Il convient de confirmer le jugement en ce qu'il a ordonné à la société AssurOne group de remettre à M. [A] une attestation Pôle emploi et un bulletin de salaire récapitulatif dûment rectifiés, sans que les circonstances de la cause justifient de prononcer une astreinte, infirmant le jugement sur ce point.
Sur la demande de dommages et intérêts pour procédure abusive.
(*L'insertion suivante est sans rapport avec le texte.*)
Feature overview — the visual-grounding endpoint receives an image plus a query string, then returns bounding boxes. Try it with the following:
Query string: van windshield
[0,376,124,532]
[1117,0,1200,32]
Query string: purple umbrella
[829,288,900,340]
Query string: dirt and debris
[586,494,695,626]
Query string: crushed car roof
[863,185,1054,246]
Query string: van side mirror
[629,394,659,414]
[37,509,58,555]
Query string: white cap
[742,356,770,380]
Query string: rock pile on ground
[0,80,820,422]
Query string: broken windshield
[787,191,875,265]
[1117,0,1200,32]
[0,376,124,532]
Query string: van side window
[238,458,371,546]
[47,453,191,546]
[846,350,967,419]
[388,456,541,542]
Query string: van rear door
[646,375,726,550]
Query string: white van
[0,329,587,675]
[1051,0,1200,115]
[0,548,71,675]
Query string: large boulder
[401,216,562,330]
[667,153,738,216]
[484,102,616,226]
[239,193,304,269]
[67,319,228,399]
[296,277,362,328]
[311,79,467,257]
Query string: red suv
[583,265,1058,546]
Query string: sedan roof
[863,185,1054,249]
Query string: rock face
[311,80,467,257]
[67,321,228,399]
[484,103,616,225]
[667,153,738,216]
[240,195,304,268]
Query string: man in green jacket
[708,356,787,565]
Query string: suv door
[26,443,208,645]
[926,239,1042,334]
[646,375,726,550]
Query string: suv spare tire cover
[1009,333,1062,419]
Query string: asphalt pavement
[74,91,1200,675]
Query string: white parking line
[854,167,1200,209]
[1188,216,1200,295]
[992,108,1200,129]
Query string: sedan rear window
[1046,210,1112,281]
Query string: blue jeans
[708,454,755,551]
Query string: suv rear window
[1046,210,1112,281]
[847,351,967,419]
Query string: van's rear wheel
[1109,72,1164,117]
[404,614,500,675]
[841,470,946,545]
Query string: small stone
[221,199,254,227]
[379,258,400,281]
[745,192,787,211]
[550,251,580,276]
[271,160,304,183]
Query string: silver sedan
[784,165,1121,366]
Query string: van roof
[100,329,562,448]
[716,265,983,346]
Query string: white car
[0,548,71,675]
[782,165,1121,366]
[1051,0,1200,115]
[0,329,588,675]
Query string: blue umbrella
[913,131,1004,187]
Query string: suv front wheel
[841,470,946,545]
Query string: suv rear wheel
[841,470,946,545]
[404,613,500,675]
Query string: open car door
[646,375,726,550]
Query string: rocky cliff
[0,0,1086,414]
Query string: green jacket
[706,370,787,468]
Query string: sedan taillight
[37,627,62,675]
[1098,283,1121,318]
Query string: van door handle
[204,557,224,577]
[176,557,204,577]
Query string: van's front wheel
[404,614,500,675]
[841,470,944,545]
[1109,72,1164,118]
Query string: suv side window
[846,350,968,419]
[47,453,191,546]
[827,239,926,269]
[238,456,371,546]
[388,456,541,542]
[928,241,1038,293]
Compte tenu de la solution du litige, il convient de débouter la société AssurOne group de sa demande de dommages et intérêts pour procédure abusive pour laquelle elle ne développe en outre aucun moyen.
Sur les intérêts.
Les sommes allouées en première instance et en appel à caractère salarial porteront intérêts au taux légal à compter de la convocation de l'employeur en conciliation et celles à caractère indemnitaire à compter du jugement de première instance pour les dispositions confirmées et du présent arrêt pour les dispositions prononcées.
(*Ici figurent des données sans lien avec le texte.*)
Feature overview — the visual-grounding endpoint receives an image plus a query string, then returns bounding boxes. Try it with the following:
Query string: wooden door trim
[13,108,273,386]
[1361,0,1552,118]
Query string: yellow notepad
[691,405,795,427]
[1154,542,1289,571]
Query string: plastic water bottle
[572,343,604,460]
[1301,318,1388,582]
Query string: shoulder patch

Sur les dépens et frais irrépétibles.
En qualité de partie succombante, il y a lieu de condamner la société AssurOne group aux entiers dépens, y compris ceux de première instance, de la débouter de sa demande formulée en application de l'article 700 du code de procédure civile et de la condamner à payer à M. [A] la somme de 1 000 euros sur ce même fondement, en plus de la somme allouée en première instance.
PAR CES MOTIFS,
La cour statuant contradictoirement et publiquement, par arrêt mis à disposition au greffe,
Confirme le jugement sauf en ses dispositions relatives à l'astreinte, aux dépens, aux intérêts, au montant accordé au titre de l'absence de visite médicale de reprise et en ce qu'il a rejeté la demande de M. [A] tendant à voir dire son licenciement nul ainsi que ses demandes de dommages et intérêts pour harcèlement moral, pour manquement à l'obligation de sécurité et pour licenciement nul ;
L'infirme de ces chefs et statuant à nouveau dans cette limite,
Prononce la nullité du licenciement de M. [S] [A] ;
Condamne la société AssurOne group à payer à M. [S] [A] les sommes suivantes :
- rappel d'indemnité de licenciement : 658,80 euros
- dommages et intérêts pour manquement à l'obligation de sécurité : 500 euros
- dommages et intérêts pour absence de visite médicale de reprise : 500 euros
- dommages et intérêts pour harcèlement moral : 1 500 euros
- dommages et intérêts pour licenciement nul : 110 000 euros
Ordonne à la société AssurOne group de rembourser à France travail les indemnités chômage versées à M. [A] du jour de son licenciement au jour de la présente décision, dans la limite de six mois ;
Dit que les sommes allouées en première instance et en appel à caractère salarial porteront intérêts au taux légal à compter de la convocation de l'employeur en conciliation et celles à caractère indemnitaire à compter du jugement de première instance pour les dispositions confirmées et du présent arrêt pour les dispositions prononcées ;
Dit n'y avoir lieu à astreinte pour la remise des documents ;
Y ajoutant,
Condamne la société AssurOne group aux entiers dépens de première instance et d'appel ;
Condamne la société AssurOne group à payer à M. [S] [A] la somme de 1 000 euros en application de l'article 700 du code de procédure civile ;
Déboute la société AssurOne group de sa demande formulée en application de l'article 700 du code de procédure civile.